The secretary's attack, made on ABC's Good Morning America, was balanced by an assertion that some farmers "are in real trouble," but the remarks added to the already combative mood of many of the farmers in town.
Bergland was booed by farmers later in the day when he appeared before the House Foreign Affairs Committee. But in a session with reporters after the hearing, Bergland stood by his description of some farmers as "driven by greed."
"Make him secretary of agriculture in China," heckled one farmer who had sat through Bergland's testimony concerning the outlook for the growth of U.S. farm exports to China.
In his televised remarks earlier in the day, Bergland characterized visiting farmers and their problems this way:
"Those who are farming... from west Texas north are in real trouble -- that's true -- because of a high and rising cost of irrigation and the depleting water reserves. There are others who have made bad business judgments. They've paid too much money for land. I know some people in that category. Others are seeking publicity and others are driven by just old-fashioned greed."
When the broadcast ended, Bergland turned to the television crew in the studio and said, "We'll get calls on this one, won't we?"
As the secretary moved from the studio to an adjoining room he continued to complain about the demonstrators.
One person present said he heard Bergland describe Tommy Kersey, a leader of the AAM from Henderson, Ga., as "a pure right-wing southern redneck who is not hurting," financially.
Reached later, Bergland denied having made the statement.
"I didn't say that," he said.
During last year's AAM demonstrations here, Bergland frequently was heckled or harassed by farmers. In Amarillo, Tex., demonstrators threw eggs at him.

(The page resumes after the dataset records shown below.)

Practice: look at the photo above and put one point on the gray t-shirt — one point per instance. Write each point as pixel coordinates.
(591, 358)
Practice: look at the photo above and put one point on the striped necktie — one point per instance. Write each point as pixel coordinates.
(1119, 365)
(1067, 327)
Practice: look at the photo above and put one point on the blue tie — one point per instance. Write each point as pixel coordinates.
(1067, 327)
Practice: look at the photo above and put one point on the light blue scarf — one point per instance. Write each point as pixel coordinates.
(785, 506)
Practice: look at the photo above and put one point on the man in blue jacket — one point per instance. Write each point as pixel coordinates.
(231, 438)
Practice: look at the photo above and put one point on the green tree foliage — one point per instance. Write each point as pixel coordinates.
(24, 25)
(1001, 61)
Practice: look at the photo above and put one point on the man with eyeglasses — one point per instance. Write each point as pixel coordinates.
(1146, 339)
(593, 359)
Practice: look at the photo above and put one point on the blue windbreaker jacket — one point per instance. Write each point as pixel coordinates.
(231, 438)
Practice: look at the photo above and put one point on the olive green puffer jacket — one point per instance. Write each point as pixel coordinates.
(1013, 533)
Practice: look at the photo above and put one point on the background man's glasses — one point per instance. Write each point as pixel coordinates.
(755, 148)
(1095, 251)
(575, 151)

Bergland was criticized by some farmers yesterday for refusing to meet with AAM representatives this week.Aides responded that Bergland met recently with leaders of last year's AAM protests.

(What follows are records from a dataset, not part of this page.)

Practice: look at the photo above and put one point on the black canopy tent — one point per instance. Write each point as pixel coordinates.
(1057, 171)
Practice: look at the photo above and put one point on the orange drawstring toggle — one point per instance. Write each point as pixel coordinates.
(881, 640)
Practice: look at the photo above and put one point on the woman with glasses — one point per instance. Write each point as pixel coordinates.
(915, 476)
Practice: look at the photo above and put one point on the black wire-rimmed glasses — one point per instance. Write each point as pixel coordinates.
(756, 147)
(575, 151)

Gerald McCathern, national wagonmaster for the AAM, said on WJLATV last night that Bergland's statements were "regrettable" and "unmitigated lies." He said it appeared that Bergland was trying to provoke farmers into breaking out of their barricaded area on the Mall.

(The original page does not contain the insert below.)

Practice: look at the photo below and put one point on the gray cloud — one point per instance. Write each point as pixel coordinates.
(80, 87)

A scheduled 10 a.m. meeting between Deputy Assistant Secretary of Agriculture David Unger and AAM representatives was canceled after no farmers showed up.
So far, the protests have shown no sign of moving Bergland or many members of Congress. Bergland said on his ABC-TV appearance yesterday that many of the farm troubles are localized and don't justify new federal programs.
He mentioned in particular the rising costs of irrigation for farmers in west Texas, Oklahoma, Kansas, Nebraska and Colorado.
Bergland told the House Foreign Affairs Committee that the steep increase in grain support prices would "turn the cattle industry inside out, and they're just getting on their feet."
Sources also released a Congressional Budget Office preliminary study showing that the increased supports sought by AAM would add $10.7 billion to government farm costs by 1980 and would cut wheat exports by half by 1981 by raising U.S. prices above world levels.